Model Management
Quick overview
Dataloop's model management centralizes model research and production processes for machine learning engineers in one place.
Models can be installed from pre-trained open source model architectures (e.g.ResNet, YOLO). These models can also be fine-tuned on custom datasets on the Dataloop platform.
You can also upload your own models and compare model performance through the model metrics interface.
Introduction
In this tutorial we will cover the required Dataloop entities to create, compare, restore, manage, and deploy model training sessions and trained models.
DPK, Apps and Model Entities
DPK
We will use the DPK entity to save the architecture of the model (e.g Yolov8, Inception, SVM, etc.) and any other function and modules.
- The DPK code should include a Model Adapter to create the Dataloop API
Models that are ready as-is to use can be found in the Market Place. All models listed in the Market Place are pretrained and include the model architecture code and default configurations.
Apps
Once the app is installed, it will clone the pretrained model into the project
Model
Using the App (code), Dataset and Ontology (data and labels) and configuration (a dictionary) we can now create a Model.
The Model contains the weights and any other artifacts needed to load the trained model and inference.
A Model can also be cloned to be a starting point for a new model (for fine-tuning or transfer learning).
Additional Components
Some users may want to further customize their models, such as uploading their own model weights or creating their own custom model.

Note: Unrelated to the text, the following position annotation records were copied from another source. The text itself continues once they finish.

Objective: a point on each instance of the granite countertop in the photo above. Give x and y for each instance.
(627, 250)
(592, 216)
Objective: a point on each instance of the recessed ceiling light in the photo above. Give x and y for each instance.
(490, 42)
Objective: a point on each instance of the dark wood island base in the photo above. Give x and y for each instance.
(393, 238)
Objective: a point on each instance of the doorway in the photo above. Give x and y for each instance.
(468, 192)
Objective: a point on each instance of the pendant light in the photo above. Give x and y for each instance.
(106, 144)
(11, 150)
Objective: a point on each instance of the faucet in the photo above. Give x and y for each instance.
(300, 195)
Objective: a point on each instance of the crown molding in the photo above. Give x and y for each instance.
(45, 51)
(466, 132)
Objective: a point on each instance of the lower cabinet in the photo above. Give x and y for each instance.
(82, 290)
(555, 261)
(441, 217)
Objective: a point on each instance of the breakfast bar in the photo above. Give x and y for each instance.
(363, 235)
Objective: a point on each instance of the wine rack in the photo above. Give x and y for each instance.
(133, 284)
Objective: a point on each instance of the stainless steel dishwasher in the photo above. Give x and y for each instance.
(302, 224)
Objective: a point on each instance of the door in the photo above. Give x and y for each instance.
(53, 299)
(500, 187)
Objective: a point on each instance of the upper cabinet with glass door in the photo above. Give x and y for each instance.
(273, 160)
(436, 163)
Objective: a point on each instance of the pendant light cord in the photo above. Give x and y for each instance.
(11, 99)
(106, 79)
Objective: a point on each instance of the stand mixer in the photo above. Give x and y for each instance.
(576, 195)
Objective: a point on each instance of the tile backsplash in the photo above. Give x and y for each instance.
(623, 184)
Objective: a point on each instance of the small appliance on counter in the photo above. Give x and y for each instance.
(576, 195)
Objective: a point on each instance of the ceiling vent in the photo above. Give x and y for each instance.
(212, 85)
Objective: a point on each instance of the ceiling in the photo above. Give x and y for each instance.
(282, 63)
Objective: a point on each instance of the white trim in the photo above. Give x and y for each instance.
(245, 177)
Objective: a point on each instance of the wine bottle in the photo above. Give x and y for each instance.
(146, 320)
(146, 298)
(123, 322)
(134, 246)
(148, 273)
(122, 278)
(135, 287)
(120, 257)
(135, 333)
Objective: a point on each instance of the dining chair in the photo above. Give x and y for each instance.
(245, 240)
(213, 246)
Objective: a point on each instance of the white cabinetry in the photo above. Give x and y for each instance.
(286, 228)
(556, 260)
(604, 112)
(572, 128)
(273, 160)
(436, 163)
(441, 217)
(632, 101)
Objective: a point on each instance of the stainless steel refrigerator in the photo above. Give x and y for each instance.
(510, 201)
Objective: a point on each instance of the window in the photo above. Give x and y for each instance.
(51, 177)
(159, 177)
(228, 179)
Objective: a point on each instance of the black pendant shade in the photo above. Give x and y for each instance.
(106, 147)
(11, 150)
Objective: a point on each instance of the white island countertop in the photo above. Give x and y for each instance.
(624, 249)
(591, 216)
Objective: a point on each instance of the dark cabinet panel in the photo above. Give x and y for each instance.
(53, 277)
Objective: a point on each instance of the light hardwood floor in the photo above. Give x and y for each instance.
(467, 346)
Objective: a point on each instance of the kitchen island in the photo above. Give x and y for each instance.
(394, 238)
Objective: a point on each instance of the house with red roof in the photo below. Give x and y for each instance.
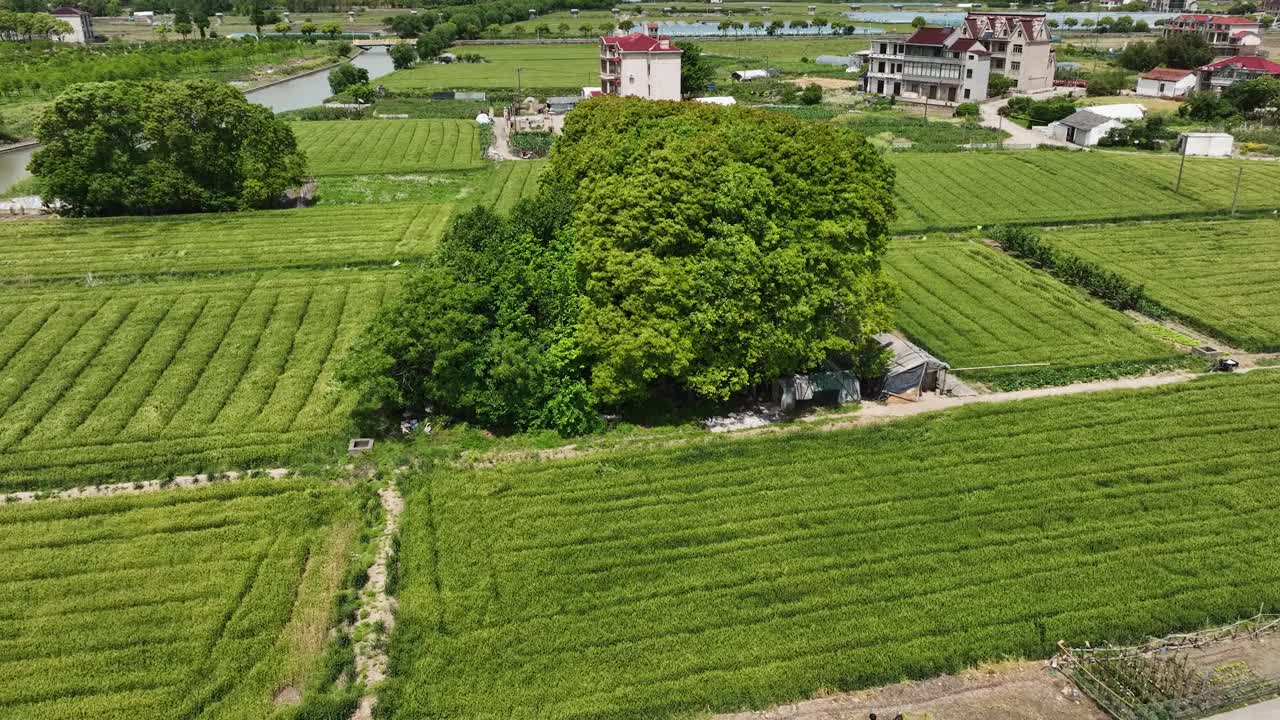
(1230, 71)
(1226, 35)
(954, 64)
(640, 65)
(1166, 82)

This can be achieved with Artifacts and a Model Adapter.
Artifacts and Codebase
Artifacts are any additional files necessary for a given model to run on the cloud. For example, if a user wanted to upload their own weights to create a pre-trained model, the weights file would be included as an Artifact.
Artifacts can be uploaded from a local path (model.artifacts.upload()
) or they can point to a remote link somewhere (dl.LinkArtifact
)
The Model adapter
The model adapter is a python class that creates a single API between Dataloop's platform and your model. The ModelAdapter class contains standardized methods that make it possible to integrate models into other parts of the Dataloop platform. Model adapters allow the following model functions:
- train
- predict
- load/save model weights
- annotation conversion (if needed)
Model comparison
All models can be viewed in one place, and different model versions can be compared and evaluated with user-selected metrics.